As of 10:59 AM (Bangkok time) on Tuesday, the share price of Hong Kong-listed Pop Mart International Group Limited slumped by 5.20% to HK$189.50.
The prices of POPMART80 DR by KTB and POPMART23 DR by INVX in the Thai stock market also exhibited a downward trend during the morning session, sliding 3.75% and 5.61%, respectively.
This follows rising concerns over waning demand for the company’s flagship Labubu brand. Chinese media noted a significant drop in secondary market prices for the “Labubu The Monsters Have a Seat Vinyl Plush Series,” with averages falling from RMB1,478 to RMB632, and some items falling below their original price.
While the fourth-generation mini Labubu initially sold out and saw prices surge on second-hand markets, those prices soon retreated, with the hidden version dropping from RMB800 to RMB264 by month-end.

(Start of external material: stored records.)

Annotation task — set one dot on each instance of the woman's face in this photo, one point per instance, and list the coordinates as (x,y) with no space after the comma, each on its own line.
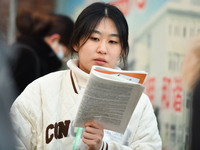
(103,47)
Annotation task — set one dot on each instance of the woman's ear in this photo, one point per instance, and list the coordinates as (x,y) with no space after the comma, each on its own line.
(75,47)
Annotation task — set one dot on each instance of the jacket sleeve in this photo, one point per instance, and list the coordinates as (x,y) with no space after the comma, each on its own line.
(146,135)
(24,118)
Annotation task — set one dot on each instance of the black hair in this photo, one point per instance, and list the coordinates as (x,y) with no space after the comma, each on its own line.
(89,19)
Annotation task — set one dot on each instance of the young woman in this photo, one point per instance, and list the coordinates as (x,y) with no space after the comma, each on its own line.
(43,114)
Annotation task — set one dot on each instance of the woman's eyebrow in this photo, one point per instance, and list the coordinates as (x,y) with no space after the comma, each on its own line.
(98,32)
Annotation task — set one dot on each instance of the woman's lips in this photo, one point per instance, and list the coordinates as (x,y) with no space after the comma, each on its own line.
(100,61)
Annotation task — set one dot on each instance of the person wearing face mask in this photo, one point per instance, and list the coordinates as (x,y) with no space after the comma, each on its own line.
(40,47)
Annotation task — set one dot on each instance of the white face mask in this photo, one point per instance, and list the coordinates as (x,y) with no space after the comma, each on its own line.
(60,54)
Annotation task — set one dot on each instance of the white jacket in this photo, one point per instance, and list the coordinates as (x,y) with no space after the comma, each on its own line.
(43,114)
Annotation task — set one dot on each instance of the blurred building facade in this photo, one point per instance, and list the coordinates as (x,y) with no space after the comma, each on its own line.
(159,48)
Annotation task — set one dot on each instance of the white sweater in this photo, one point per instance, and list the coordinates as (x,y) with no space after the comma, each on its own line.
(43,114)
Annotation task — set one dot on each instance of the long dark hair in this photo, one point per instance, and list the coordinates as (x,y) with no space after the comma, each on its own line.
(89,19)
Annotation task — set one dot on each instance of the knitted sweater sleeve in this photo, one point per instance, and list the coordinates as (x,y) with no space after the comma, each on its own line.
(25,122)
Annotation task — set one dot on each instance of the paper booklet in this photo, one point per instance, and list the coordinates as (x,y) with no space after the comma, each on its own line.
(110,97)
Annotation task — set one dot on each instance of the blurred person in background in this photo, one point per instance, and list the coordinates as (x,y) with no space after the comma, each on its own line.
(40,47)
(7,94)
(191,78)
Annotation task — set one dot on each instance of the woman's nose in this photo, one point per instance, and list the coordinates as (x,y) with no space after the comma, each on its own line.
(102,48)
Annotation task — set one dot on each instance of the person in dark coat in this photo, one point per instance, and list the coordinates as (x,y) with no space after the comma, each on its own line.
(40,47)
(191,78)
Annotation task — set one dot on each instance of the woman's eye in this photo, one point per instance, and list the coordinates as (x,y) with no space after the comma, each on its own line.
(113,42)
(94,38)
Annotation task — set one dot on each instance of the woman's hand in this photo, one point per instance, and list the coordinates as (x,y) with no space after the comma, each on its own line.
(93,135)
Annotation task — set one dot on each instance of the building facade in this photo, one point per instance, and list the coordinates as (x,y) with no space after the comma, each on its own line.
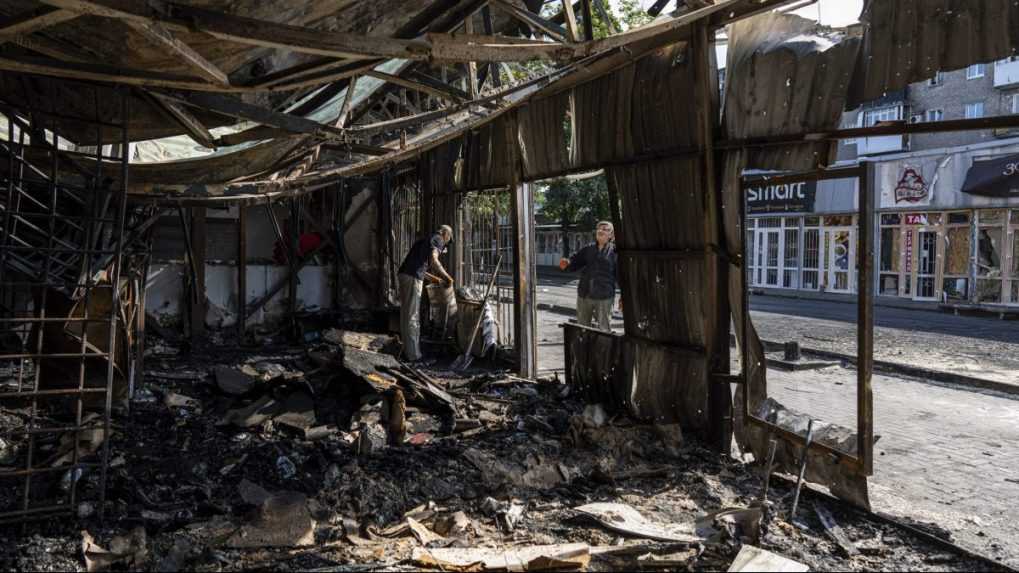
(947,227)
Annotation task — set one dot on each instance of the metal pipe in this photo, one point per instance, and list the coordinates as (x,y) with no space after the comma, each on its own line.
(803,469)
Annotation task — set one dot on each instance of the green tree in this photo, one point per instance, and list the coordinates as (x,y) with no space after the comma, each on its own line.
(575,203)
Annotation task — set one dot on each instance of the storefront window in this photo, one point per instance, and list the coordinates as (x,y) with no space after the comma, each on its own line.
(988,258)
(891,260)
(996,216)
(811,258)
(792,258)
(955,285)
(890,249)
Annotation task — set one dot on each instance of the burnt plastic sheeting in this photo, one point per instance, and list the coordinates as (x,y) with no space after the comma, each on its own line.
(783,79)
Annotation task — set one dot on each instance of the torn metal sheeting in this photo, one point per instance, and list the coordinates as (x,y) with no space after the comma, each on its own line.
(538,558)
(846,481)
(751,558)
(784,79)
(625,519)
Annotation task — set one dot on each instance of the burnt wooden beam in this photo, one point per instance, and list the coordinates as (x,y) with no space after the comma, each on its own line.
(195,128)
(456,92)
(493,70)
(242,271)
(158,35)
(178,17)
(472,67)
(436,89)
(344,111)
(588,22)
(716,267)
(657,7)
(102,72)
(235,108)
(199,242)
(298,71)
(532,19)
(363,149)
(605,16)
(570,18)
(34,20)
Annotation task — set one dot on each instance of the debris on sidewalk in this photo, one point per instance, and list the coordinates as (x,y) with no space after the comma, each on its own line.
(128,552)
(568,557)
(625,519)
(333,453)
(758,560)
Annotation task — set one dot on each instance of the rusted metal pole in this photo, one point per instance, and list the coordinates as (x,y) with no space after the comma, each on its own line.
(199,243)
(803,469)
(865,323)
(719,399)
(525,312)
(242,272)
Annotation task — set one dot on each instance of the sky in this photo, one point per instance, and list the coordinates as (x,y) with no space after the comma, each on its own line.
(833,12)
(829,12)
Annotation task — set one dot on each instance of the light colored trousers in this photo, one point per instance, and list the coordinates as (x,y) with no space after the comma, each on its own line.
(598,310)
(410,315)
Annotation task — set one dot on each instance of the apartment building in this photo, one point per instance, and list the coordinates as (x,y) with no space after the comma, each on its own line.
(948,228)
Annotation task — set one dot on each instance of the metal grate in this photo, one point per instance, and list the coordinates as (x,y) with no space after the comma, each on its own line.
(63,213)
(487,235)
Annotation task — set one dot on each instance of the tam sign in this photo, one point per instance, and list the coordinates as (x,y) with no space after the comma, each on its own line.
(785,198)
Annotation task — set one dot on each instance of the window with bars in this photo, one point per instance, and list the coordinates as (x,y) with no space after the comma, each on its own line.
(875,116)
(811,259)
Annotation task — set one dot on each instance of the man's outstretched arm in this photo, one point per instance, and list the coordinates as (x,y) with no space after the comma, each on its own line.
(577,262)
(436,265)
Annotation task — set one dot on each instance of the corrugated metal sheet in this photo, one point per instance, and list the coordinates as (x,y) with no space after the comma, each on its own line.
(544,135)
(599,367)
(785,80)
(637,110)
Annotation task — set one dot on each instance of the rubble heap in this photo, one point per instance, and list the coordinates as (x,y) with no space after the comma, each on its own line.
(338,457)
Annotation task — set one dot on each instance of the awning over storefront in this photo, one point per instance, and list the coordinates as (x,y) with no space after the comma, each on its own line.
(994,177)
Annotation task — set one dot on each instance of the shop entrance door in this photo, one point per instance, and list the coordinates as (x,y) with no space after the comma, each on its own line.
(926,265)
(768,245)
(841,243)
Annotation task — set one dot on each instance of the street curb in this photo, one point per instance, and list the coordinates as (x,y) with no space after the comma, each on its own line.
(960,380)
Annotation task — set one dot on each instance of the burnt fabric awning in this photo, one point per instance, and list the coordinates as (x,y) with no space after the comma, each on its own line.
(995,177)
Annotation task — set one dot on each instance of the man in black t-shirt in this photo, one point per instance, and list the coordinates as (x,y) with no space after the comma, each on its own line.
(424,254)
(596,292)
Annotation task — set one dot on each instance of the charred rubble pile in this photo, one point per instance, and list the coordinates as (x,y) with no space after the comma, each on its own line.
(338,457)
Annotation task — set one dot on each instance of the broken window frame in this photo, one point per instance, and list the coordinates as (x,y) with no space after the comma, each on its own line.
(864,173)
(993,276)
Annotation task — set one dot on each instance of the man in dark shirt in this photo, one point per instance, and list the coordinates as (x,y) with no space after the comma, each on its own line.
(596,291)
(424,254)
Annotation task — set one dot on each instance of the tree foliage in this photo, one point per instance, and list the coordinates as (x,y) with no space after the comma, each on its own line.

Shares of Pop Mart have reflected investor doubts about the company’s sustainability, with the downturn also following disappointing U.S. Black Friday results, drawing parallels to the 1990s Beanie Babies bubble.
Growth in North America slowed notably, with YipitData reporting a sequential decline to 424% as of December 6, which showed a more than half shortfall compared to the period ended September. S&P Global data showed short interest in Pop Mart tripled since November, reaching its highest level since August 2023.
Analysts express skepticism about the longevity of Labubu’s popularity and whether Pop Mart can maintain high growth next year. A sharp selloff in early December wiped out nearly 14% of market value over two days, bringing total losses since August to about $24 billion.
A Pop Mart spokesperson, however, noted that the company operates 60 U.S. stores and 100 roboshop kiosks, and plans to double these figures next year.
Despite current market sentiment, Pop Mart posted first-half 2025 revenue of 13.9 billion yuan, over five times its 2020 sales, with international growth cited as a primary driver. Quarterly sales through September grew by up to 250%.
The company is diversifying into entertainment, opening the Pop Land theme park in Beijing, planning a Labubu movie with Sony Pictures, developing an animated series, and launching the POPOP jewellery brand.
Nevertheless, Xiadong Bao, fund manager at Edmond de Rothschild Asset Management, sees the main issue as the potential decline in momentum for Labubu and Pop Mart’s leading intellectual properties. If sales of Labubu weaken, the company’s other character lines may not be able to offset the shortfall or sustain the strong growth that had previously supported Pop Mart’s valuation.